Long/Short Equity: This directional strategy involves equity-oriented
investing on both the long and short sides of the market. The objective is
not to be market neutral. Managers have the ability to shift from value to
growth, from small to medium to large capitalization stocks, and from a
net long position to a net short position. Managers may use futures and
options to hedge. The focus may be regional, such as long/short U.S. or
European equity, or sector specific, such as long and short technology or
healthcare stocks. Long/short equity funds tend to build and hold
portfolios that are substantially more concentrated than those of traditional
stock funds.
Managed Futures: This strategy invests in listed financial and commodity
futures markets and currency markets around the world. The managers are
usually referred to as Commodity Trading Advisors, or CTAs. Trading
disciplines are generally systematic or discretionary. Systematic traders
tend to use price and market specific information (often technical) to make
trading decisions, while discretionary managers use a judgmental
approach.
Multi-Strategy: The funds in this category are characterized by their ability
to dynamically allocate capital among strategies falling within several
traditional hedge fund disciplines.

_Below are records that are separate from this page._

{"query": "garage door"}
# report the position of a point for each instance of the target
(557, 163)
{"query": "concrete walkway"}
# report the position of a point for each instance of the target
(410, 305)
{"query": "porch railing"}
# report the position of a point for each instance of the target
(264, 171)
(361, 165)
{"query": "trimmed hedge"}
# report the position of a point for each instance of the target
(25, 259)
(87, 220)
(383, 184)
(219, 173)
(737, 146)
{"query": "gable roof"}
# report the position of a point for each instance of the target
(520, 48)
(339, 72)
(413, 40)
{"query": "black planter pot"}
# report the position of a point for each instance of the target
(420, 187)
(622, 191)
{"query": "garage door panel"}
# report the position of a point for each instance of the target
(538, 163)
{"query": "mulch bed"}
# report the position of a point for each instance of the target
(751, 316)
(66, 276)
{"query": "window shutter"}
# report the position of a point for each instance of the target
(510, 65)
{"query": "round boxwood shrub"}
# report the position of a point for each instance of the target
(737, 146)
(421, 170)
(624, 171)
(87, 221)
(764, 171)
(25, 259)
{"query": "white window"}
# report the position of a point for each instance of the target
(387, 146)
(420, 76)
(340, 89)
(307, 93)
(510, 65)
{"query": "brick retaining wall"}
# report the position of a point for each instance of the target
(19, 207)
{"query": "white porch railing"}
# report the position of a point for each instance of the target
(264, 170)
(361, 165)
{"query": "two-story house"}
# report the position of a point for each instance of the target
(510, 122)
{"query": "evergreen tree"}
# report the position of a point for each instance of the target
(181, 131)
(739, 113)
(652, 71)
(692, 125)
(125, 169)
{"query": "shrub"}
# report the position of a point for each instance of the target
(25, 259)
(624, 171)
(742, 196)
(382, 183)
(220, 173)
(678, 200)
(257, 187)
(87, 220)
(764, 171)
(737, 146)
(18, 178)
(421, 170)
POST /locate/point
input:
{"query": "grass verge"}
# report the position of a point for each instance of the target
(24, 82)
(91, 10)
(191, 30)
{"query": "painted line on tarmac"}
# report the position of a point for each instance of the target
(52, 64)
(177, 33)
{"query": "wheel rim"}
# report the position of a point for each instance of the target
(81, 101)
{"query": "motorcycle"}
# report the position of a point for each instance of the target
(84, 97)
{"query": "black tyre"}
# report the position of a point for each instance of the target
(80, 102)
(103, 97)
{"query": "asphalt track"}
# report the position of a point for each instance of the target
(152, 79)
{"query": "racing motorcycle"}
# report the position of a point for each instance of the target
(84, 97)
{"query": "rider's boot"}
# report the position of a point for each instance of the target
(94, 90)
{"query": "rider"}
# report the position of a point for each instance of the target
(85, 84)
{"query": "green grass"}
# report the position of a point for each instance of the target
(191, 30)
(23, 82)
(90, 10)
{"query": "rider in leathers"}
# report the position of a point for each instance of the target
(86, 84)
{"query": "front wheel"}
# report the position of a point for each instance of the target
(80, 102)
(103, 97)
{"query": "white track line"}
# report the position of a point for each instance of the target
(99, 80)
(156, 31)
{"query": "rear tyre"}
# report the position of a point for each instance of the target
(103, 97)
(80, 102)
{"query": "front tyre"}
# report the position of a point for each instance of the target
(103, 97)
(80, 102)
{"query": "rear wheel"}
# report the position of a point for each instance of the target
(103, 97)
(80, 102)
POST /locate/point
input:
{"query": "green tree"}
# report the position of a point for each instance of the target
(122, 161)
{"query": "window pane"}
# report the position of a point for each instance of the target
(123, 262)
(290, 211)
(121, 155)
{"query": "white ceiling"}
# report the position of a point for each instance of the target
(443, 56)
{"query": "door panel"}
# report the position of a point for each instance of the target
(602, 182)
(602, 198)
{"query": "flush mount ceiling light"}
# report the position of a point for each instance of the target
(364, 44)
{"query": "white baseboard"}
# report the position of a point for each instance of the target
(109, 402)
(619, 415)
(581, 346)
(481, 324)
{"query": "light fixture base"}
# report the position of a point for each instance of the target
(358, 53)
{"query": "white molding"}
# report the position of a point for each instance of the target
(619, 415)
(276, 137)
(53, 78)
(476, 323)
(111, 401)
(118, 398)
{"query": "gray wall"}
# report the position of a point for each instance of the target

The use of many strategies, and the
ability to reallocate capital between them in response to market
opportunities, means that such funds are not easily assigned to any
traditional category. The Multi-Strategy category also includes funds
employing unique strategies that do not fall under any of the other
descriptions.
Fund of Funds: A `Multi Manager' fund will employ the services of two or
more trading advisors or Hedge Funds who will be allocated cash by the
Trading Manager to trade on behalf of the fund.